Le rêve de Nahida est né quand, dès l‘âge de 14 ans, elle transportait des messages et des armes à la résistance kurde qui luttait contre l’oppression du régime de Saddam Hussein.

Trente ans plus tard, elle commande le bataillon de femmes de l’armée de la région autonome du Kurdistan irakien : “Mes frères étaient peshmerga, mes oncles étaient peshmerga, toute ma famille était peshmerga. Le régime de Saddam Hussein a exécuté mon oncle. Ils l’ont traîné sur la route derrière un tank. Ce régime a persécuté les gens, et les femmes en particulier. C’est pour tout cela que je suis devenue peshmerga”.

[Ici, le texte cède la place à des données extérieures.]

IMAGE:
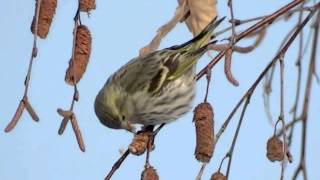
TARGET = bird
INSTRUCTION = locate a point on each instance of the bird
(155, 88)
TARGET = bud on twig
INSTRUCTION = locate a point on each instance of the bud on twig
(139, 143)
(275, 149)
(81, 55)
(149, 173)
(203, 118)
(218, 176)
(87, 5)
(47, 11)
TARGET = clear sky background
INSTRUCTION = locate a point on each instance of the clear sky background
(34, 151)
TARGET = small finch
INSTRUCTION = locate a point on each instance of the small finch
(153, 89)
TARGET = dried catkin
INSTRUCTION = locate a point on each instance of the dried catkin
(46, 13)
(218, 176)
(139, 143)
(87, 5)
(275, 149)
(149, 173)
(203, 118)
(81, 55)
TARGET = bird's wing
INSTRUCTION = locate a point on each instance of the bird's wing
(152, 72)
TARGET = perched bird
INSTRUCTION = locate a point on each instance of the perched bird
(154, 89)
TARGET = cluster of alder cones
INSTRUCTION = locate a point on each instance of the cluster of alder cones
(78, 64)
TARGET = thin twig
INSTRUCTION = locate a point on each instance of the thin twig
(118, 163)
(302, 164)
(234, 140)
(75, 97)
(262, 23)
(263, 73)
(24, 103)
(281, 116)
(200, 173)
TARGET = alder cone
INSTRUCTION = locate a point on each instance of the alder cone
(87, 5)
(218, 176)
(139, 143)
(46, 13)
(275, 149)
(78, 65)
(149, 173)
(203, 118)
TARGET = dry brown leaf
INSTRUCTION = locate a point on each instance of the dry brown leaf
(196, 13)
(164, 30)
(201, 13)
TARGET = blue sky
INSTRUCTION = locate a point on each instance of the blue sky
(119, 29)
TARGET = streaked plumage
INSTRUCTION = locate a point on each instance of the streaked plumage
(154, 89)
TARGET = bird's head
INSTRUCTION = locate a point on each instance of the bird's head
(114, 108)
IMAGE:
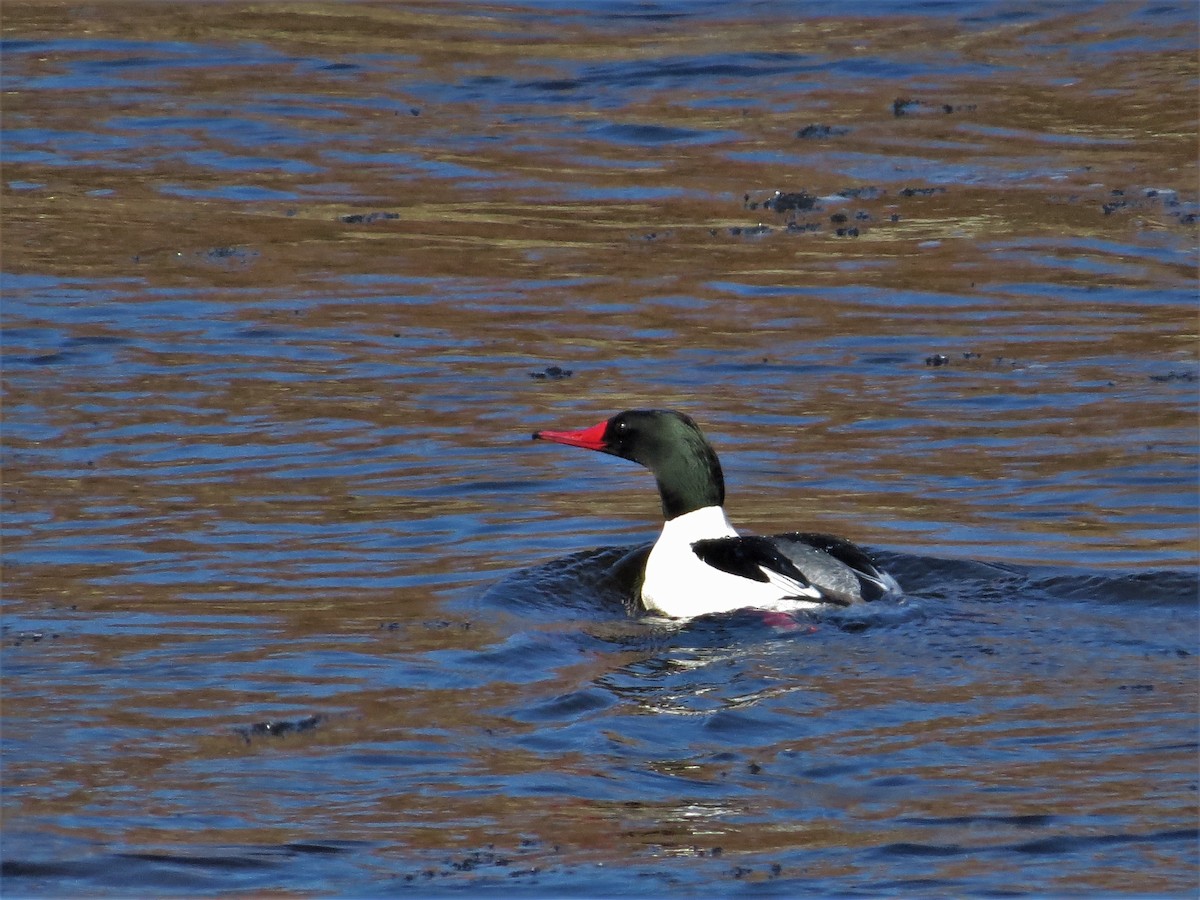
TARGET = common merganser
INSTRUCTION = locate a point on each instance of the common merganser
(700, 564)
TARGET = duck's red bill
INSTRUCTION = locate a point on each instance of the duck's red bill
(589, 438)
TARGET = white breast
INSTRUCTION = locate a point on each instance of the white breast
(678, 583)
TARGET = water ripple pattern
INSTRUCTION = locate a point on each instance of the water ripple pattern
(291, 603)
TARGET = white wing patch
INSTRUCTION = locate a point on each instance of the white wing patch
(791, 587)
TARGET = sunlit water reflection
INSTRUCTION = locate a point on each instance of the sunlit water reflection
(291, 601)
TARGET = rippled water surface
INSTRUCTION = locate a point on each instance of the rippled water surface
(292, 603)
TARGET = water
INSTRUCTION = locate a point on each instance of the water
(293, 604)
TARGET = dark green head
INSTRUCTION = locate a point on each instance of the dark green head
(665, 442)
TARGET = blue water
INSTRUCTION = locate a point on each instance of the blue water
(291, 600)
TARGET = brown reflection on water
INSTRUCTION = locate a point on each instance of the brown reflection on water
(292, 537)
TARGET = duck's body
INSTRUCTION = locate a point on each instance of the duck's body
(700, 564)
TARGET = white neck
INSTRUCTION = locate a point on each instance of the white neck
(697, 526)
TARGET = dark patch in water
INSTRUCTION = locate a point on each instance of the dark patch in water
(815, 132)
(369, 217)
(280, 727)
(552, 373)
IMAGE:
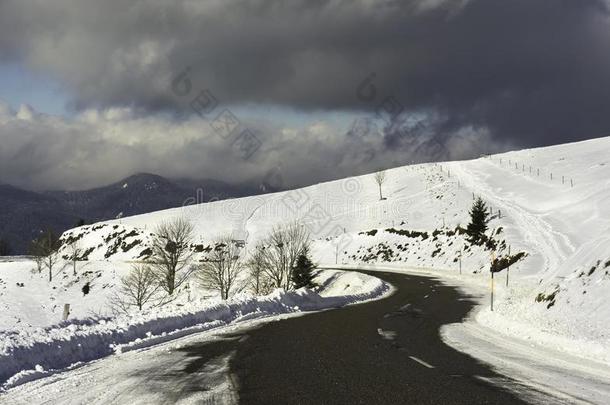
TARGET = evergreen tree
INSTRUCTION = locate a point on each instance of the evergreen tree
(302, 274)
(5, 247)
(479, 218)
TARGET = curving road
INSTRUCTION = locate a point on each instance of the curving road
(381, 352)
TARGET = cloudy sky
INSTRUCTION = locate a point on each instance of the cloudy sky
(93, 91)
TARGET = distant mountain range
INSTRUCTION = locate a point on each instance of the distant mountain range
(24, 214)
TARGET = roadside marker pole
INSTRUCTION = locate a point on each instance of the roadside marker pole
(493, 257)
(492, 290)
(508, 268)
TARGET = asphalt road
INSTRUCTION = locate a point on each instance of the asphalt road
(383, 352)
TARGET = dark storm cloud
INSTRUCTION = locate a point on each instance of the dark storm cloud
(522, 72)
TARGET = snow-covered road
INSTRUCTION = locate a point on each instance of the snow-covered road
(159, 375)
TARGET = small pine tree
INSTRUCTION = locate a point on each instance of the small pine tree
(479, 218)
(5, 248)
(302, 274)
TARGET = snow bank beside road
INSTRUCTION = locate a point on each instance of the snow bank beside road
(28, 354)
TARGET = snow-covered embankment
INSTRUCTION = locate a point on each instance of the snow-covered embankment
(34, 353)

En 1988, l’offensive chimique de Saddam Hussein ravage le kurdistan irakien. Trois ans plus tard, Nahida devient la première femme à combattre auprès des peshmerga, ce qui littéralement, veut dire “ceux qui font face à la mort”.

Membre de l’Union patriotique du Kurdistan (UPK-PUK), c’est elle qui convaincra le dirigeant du Parti nationaliste kurde, l’actuel président irakien Jalal Talabani, de créer la première unité féminine de peshmerga, en 1996.

L’unité compte aujourd’hui quelques 500 femmes. Mais les préjugés ont la dent dure: “Quand je suis devenue peshmerga et que j‘étais à l’académie militaire, il y avait des gens quand je suis devenue peshmerga et que j‘étais à l’académie militaire, qui me jetaient des pierres. Ils disaient ‘quoi, une femme soldat ? Et ils me crachaient dessus. Pourtant quand le Kurdistan a été libéré, nous y avons pris part. Nous avons pris les armes. Comme les hommes. Notre société est encore une société machiste, tribale. Il faut changer tout cela. Nous sommes contre cette mentalité, et nous luttons pour le progrès.”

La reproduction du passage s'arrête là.